VASTO. Cedono i versanti collinari, le strade si riempiono di avvallmenti e buche grosse come crateri. Il Vastese interno scivola verso la vallata. Tanti comuni rischiano l’isolamento. La Regione ha raschiato il fondo del barile ed è riuscita a trovare dei fondi per intervenire e sanare le emergenze. Ammontano a quasi due milioni e messo i finanziamenti che la giunta guidata da Luciano D’Alfonso ha messo a disposizione di otto Comuni del Medio e Alto Vastese. Questo l’elenco dei Comuni finanziati con i fondi destinati al contrasto del dissesto idrogeologico nel territorio: Castiglione Messer Marino: 345.763 euro (via Grotta, fonte La Strega e valle Cenzo); Fresagrandinaria: 345.763 euro (contrada Pagliarini); Gissi: 345.763 euro (centro storico, zona Muttello): Guilmi, 300 mila euro (via Pozzo); San Giovanni Lipioni: 345.763 euro (via Grosso); Palmoli: 150mila euro (località Croce Grossa); Pollutri: 345.763 euro; Schiavi di Abruzzo: 345.763 euro (centro storico). Gli otto Comuni avevano presentato altrettante domande e sono stati inseriti nella graduatoria.

Sulle drammatiche condizioni del Vastese interno sono intervenuti nelle ultime settimane molti sindaci e anche operatori economici. L’ultimo intervento lo ha firmato Camillo D’Amico (Copagri). D’Amico ha denunciato, frane, smottamenti e una viabilità da terzo mondo. «Sulla strada provinciale Trignina, che collega la fondovalle Treste con Palmoli e Carunchio, l’ultimo intervento risale al 2005 quando, l’allora amministrazione di centrosinistra spese 100.000 euro per il rifacimento di tratti di manti stradali. Da allora più niente nonostante quest’arteria abbia subito passaggi di mezzi di trasporto pubblico quotidianamente», ha ricordato D’Amico che è anche consigliere comunale di minoranza a Cupello. Nel 2007 crollò addirittura un ponte sulla Trignina.
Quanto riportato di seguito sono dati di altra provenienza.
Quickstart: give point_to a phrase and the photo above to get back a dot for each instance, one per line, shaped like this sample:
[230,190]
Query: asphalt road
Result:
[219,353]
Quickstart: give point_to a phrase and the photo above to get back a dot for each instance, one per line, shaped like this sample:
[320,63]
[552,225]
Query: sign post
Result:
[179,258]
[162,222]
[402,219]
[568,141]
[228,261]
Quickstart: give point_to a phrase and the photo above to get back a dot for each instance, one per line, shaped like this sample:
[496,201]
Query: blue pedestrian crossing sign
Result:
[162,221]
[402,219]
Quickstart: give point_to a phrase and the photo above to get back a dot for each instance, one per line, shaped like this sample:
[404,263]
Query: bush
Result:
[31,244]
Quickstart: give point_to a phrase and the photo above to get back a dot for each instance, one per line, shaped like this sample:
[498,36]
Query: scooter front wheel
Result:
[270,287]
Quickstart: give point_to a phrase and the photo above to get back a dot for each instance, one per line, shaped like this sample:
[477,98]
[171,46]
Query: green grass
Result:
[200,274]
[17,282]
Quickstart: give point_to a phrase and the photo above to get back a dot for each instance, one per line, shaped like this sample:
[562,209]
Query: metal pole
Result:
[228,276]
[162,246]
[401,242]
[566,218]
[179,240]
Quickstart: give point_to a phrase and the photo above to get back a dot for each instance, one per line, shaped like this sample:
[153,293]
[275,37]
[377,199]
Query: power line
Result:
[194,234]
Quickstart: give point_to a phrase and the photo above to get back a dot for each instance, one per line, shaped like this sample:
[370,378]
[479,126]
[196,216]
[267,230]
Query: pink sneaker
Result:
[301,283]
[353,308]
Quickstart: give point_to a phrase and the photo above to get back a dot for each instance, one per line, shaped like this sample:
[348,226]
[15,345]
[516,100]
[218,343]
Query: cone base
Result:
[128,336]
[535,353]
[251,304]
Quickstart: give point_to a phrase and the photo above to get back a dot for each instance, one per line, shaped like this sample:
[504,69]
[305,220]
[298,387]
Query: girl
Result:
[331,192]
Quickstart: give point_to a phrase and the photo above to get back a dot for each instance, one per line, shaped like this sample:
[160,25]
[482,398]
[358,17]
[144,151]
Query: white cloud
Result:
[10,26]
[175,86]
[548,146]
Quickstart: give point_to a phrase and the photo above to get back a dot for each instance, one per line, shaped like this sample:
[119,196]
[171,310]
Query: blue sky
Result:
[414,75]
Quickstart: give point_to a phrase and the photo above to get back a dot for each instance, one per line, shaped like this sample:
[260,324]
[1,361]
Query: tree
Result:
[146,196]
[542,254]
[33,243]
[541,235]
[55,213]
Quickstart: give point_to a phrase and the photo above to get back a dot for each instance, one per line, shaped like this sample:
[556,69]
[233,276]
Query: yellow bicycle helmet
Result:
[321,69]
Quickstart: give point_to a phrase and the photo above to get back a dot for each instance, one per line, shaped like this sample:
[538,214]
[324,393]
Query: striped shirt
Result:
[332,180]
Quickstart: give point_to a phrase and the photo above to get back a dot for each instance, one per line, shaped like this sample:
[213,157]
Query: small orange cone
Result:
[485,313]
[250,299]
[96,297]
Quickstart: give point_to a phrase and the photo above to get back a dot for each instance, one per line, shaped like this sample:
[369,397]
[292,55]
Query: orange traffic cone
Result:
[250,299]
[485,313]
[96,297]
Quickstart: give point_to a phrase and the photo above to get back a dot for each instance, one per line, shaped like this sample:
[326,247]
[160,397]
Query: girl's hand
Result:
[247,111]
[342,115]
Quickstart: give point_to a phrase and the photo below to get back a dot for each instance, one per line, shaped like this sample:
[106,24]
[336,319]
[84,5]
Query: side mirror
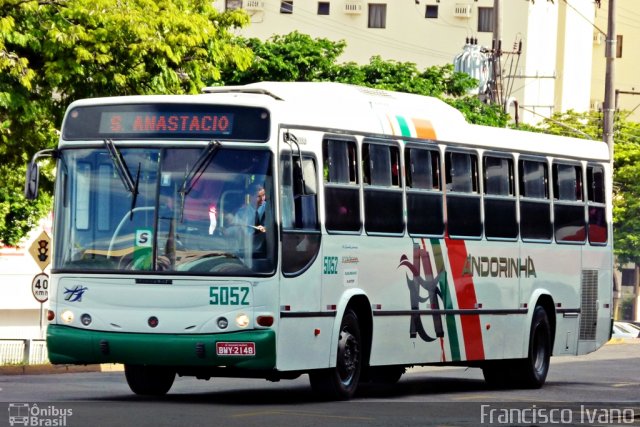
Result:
[31,184]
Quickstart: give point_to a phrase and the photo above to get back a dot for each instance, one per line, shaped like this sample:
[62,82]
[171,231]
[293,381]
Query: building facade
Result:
[560,64]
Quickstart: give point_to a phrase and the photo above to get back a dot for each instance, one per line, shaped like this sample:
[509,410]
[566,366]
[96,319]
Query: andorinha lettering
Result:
[484,266]
[134,122]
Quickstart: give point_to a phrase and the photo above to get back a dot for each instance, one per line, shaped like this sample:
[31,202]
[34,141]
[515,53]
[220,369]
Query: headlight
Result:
[85,319]
[67,316]
[242,320]
[223,322]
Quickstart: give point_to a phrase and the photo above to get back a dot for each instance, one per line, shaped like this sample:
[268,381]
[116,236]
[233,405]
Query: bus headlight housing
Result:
[67,316]
[242,320]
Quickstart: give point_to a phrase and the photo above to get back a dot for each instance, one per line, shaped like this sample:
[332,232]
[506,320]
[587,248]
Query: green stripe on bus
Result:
[404,127]
[68,345]
[452,329]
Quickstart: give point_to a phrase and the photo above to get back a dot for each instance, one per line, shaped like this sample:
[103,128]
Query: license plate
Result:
[235,349]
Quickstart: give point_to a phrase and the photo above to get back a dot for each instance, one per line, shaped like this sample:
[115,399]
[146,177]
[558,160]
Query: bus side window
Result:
[463,200]
[341,189]
[596,205]
[568,205]
[382,193]
[500,220]
[424,194]
[535,206]
[298,199]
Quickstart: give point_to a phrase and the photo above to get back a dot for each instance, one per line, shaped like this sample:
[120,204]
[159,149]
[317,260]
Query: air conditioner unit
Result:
[461,10]
[254,5]
[352,7]
[598,38]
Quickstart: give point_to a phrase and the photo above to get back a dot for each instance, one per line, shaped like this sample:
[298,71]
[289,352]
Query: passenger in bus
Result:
[250,219]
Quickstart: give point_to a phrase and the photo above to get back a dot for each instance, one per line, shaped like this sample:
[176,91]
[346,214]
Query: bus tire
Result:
[341,382]
[532,371]
[149,380]
[496,374]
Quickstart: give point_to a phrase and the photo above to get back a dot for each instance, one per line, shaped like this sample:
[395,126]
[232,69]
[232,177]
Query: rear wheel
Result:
[532,371]
[149,380]
[340,383]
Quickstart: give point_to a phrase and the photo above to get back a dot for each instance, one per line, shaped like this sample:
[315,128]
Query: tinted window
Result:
[500,219]
[596,205]
[342,195]
[382,194]
[535,206]
[463,200]
[424,194]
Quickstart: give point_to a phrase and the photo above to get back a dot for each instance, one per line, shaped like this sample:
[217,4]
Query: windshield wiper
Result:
[198,168]
[123,172]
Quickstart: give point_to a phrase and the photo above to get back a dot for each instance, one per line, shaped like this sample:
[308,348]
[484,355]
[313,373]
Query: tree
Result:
[53,52]
[299,57]
[626,173]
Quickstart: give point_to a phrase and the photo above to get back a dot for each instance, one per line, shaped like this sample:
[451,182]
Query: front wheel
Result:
[341,382]
[149,380]
[532,371]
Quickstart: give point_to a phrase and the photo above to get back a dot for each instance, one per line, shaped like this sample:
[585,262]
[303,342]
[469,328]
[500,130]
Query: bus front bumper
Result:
[255,349]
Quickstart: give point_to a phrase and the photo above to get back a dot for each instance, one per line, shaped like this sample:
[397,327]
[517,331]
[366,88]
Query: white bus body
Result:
[396,234]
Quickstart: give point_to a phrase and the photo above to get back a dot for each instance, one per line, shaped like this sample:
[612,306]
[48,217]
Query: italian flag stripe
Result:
[466,296]
[450,319]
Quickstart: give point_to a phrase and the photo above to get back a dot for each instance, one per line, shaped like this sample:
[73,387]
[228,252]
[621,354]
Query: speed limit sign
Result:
[40,287]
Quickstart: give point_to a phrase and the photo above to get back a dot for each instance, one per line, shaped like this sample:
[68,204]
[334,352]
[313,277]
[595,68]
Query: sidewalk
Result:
[114,367]
[58,369]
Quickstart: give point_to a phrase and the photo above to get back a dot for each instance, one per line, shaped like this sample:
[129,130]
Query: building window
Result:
[233,4]
[286,6]
[485,19]
[377,16]
[323,8]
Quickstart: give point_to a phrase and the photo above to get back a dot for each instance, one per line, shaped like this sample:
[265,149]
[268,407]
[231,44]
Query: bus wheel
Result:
[386,374]
[149,380]
[496,373]
[340,383]
[532,371]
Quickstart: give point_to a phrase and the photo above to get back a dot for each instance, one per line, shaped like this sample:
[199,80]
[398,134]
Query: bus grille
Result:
[588,307]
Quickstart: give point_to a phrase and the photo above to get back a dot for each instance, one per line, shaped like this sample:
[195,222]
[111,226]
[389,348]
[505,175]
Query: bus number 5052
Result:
[229,295]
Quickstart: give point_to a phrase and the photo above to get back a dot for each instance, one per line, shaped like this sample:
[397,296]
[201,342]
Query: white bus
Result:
[394,234]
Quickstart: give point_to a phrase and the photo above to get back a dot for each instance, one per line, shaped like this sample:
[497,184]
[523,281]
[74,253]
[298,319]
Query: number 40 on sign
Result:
[40,287]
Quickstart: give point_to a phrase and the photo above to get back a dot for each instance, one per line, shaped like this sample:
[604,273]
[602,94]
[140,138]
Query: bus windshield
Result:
[165,210]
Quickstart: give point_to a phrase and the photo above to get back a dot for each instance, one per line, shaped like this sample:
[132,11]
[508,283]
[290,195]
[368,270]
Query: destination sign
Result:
[190,121]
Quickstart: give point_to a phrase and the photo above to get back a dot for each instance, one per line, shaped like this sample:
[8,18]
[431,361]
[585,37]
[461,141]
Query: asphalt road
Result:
[602,388]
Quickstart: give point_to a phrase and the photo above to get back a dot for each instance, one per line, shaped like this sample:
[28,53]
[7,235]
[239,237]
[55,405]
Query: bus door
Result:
[305,328]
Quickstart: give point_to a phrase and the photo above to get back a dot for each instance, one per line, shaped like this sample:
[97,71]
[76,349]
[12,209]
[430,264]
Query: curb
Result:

La settimana scorsa è scattato un nuovo allarme a Lentella. Il sindaco Carlo Moro ha minacciato una manifestazione sulla Fondovalle. Prima di lui lo avevano fatto Carlo Racciatti, sindaco di Guilmi, e Antonio Colonna, sindaco di Carpineto Sinello. Un mese fa il presidente D’Alfonso ha raggiunto personalmente la vallata del Sinello facendo un sopralluogo e ora sono arrivati i primi fondi. L’auspicio di centinaia di pendolari è che possano essere sanate al più presto le emergenze che stanno creando tanto disagio. A Carunchio c’è una pericolosissima frana. Massi e pietre rotolano ogni giorno a valle. Non sta meglio Castiglione Messer Marino e le emergenze di Schiavi sono sotto gli occhi di tutti.